Synthèse du rapport HÉNART sur les masters et les métiers en santé de niveau intermédiaire
6 février 2011
Synthèse du rapport relatif aux métiers en santé de niveau intermédiaire (Professionnels d’aujourd’hui et nouveaux métiers : des pistes pour avancer) présenté en janvier 2011 par
Laurent HENART Député de Meurthe et Moselle
Yvon BERLAND Professeur de médecine, Président de l’Université Aix-Marseille II
Danielle CADET Coordonnatrice générale des soins à l’AP-HP
Le monde de la santé fait face à des changements majeurs. Après avoir participé de façon remarquable au cours des trente dernières années à l’amélioration de la santé publique et accompagné les évolutions sociales et économiques de la population, on perçoit que son organisation actuelle pourrait se révéler moins performante face aux défis du futur, qui sont d’un
ordre différent.
L’émergence des pathologies liées au vieillissement, avec en corollaire celles inhérentes à la dépendance, le développement des maladies chroniques et les enjeux de santé publique actuels, le cancer et la santé mentale entre autres, réclament que se développent de nouvelles prises en
charge plus graduées et mieux coordonnées entre la ville et l’hôpital.
Les professionnels de santé sont inégalement répartis en termes géographiques et certains ont une démographie qui s’annonce inquiétante. Pourtant les besoins ne vont et n’iront pas en diminuant et la régulation devient un souci prégnant pour les pouvoirs publics.

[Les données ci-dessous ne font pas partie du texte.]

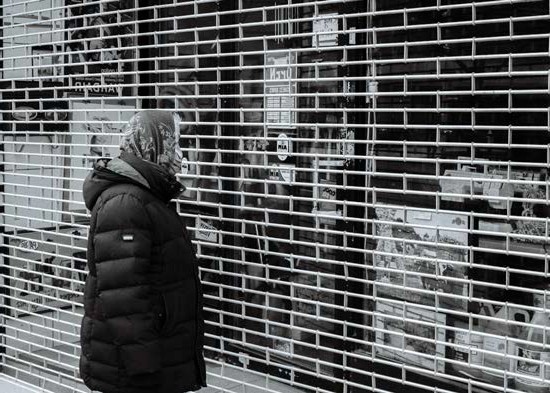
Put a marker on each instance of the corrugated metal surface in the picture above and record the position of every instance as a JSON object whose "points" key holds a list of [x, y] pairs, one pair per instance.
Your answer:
{"points": [[367, 182]]}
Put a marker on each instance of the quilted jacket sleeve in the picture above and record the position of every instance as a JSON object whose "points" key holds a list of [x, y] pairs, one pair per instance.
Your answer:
{"points": [[122, 245]]}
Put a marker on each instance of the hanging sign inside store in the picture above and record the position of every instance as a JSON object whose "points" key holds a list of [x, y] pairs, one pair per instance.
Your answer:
{"points": [[325, 30], [279, 89], [284, 147], [99, 45]]}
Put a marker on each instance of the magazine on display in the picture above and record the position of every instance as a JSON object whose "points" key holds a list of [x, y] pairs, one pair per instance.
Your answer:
{"points": [[95, 133], [420, 256]]}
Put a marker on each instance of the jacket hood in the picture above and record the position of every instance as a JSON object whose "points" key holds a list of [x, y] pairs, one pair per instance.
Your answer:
{"points": [[129, 169]]}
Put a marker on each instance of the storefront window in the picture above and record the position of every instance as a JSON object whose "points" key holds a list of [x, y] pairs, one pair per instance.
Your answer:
{"points": [[366, 182]]}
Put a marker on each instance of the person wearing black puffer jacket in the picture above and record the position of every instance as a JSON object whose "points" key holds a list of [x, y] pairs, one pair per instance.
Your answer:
{"points": [[142, 329]]}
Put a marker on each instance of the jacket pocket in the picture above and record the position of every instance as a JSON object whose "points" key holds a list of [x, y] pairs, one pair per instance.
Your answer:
{"points": [[179, 310]]}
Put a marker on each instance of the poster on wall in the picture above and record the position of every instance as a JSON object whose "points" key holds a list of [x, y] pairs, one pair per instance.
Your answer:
{"points": [[47, 62], [420, 256], [35, 121], [46, 269], [100, 46], [280, 89], [410, 335], [95, 133]]}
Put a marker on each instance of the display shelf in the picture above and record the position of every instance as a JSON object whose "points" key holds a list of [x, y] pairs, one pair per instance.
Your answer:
{"points": [[401, 372], [515, 246]]}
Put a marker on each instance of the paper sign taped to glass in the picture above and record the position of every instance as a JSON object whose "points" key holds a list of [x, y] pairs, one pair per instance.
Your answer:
{"points": [[420, 256], [410, 335]]}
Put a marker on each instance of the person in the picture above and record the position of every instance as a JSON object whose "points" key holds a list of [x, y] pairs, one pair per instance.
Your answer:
{"points": [[142, 329]]}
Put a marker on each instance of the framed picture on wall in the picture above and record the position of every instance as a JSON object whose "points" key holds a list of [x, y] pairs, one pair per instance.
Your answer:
{"points": [[95, 133]]}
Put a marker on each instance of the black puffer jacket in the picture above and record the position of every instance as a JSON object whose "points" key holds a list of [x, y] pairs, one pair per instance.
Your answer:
{"points": [[142, 330]]}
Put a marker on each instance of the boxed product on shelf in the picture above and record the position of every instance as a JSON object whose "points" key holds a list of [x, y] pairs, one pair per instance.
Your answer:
{"points": [[410, 334], [421, 256]]}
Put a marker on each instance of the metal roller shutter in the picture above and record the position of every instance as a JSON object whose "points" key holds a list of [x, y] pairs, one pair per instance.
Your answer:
{"points": [[367, 183]]}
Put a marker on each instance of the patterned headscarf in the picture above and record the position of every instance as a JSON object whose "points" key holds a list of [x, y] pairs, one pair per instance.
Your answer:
{"points": [[153, 135]]}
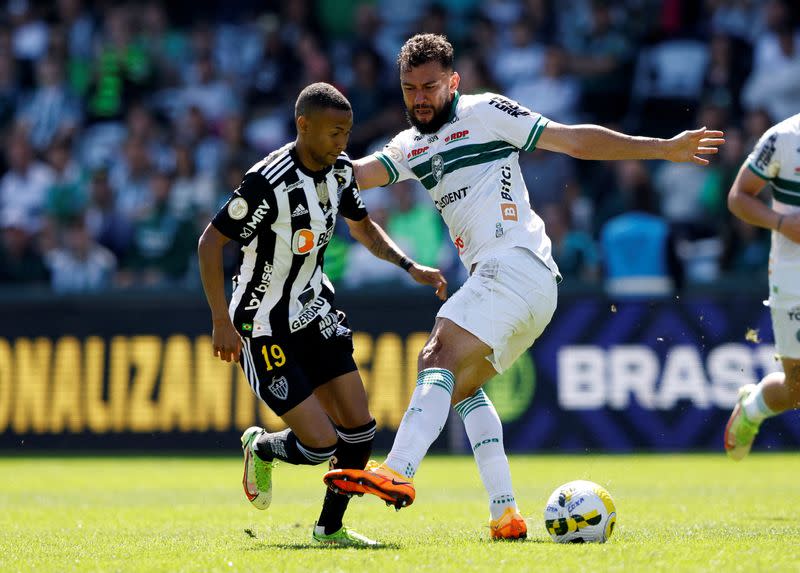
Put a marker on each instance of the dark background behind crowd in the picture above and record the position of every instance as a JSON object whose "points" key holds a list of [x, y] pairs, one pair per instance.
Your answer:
{"points": [[126, 125]]}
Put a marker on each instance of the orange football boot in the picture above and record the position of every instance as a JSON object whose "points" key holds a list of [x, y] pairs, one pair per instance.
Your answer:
{"points": [[377, 479], [509, 526]]}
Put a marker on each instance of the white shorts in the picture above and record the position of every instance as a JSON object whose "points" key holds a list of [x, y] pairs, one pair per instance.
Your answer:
{"points": [[506, 303], [786, 327]]}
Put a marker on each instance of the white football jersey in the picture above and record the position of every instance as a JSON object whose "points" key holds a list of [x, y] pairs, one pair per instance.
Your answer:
{"points": [[776, 158], [471, 170]]}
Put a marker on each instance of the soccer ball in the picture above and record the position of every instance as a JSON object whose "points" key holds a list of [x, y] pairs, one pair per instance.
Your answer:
{"points": [[580, 512]]}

Les membres de la mission ont choisi d’auditionner un très grand nombre de professionnels de toutes catégories, des employeurs, des représentants syndicaux et des associations de patients.
En outre des tables rondes ont été organisées sur les thèmes : personnes âgées, maladies chroniques, cancer, maladies mentales, chirurgie et imagerie.
Le rapport de la mission met en lumière les professions et les professionnels, leur environnement et propose des actions de mise en oeuvre de nouveaux métiers qui prennent pleinement en compte les métiers existants.
Pour l’ensemble des membres de la mission, le plus important n’était pas de dresser un inventaire de nouveaux métiers possibles, mais de dessiner un cadre conceptuel et une méthode à même d’assurer à ces nouveaux intervenants une émergence durable et une valeur ajoutée certaine, une intégration efficace et harmonieuse au système de soins, et un accueil éclairé dans la population.
1. La santé en France : des professions et des professionnels soumis à un système rigide et cloisonné.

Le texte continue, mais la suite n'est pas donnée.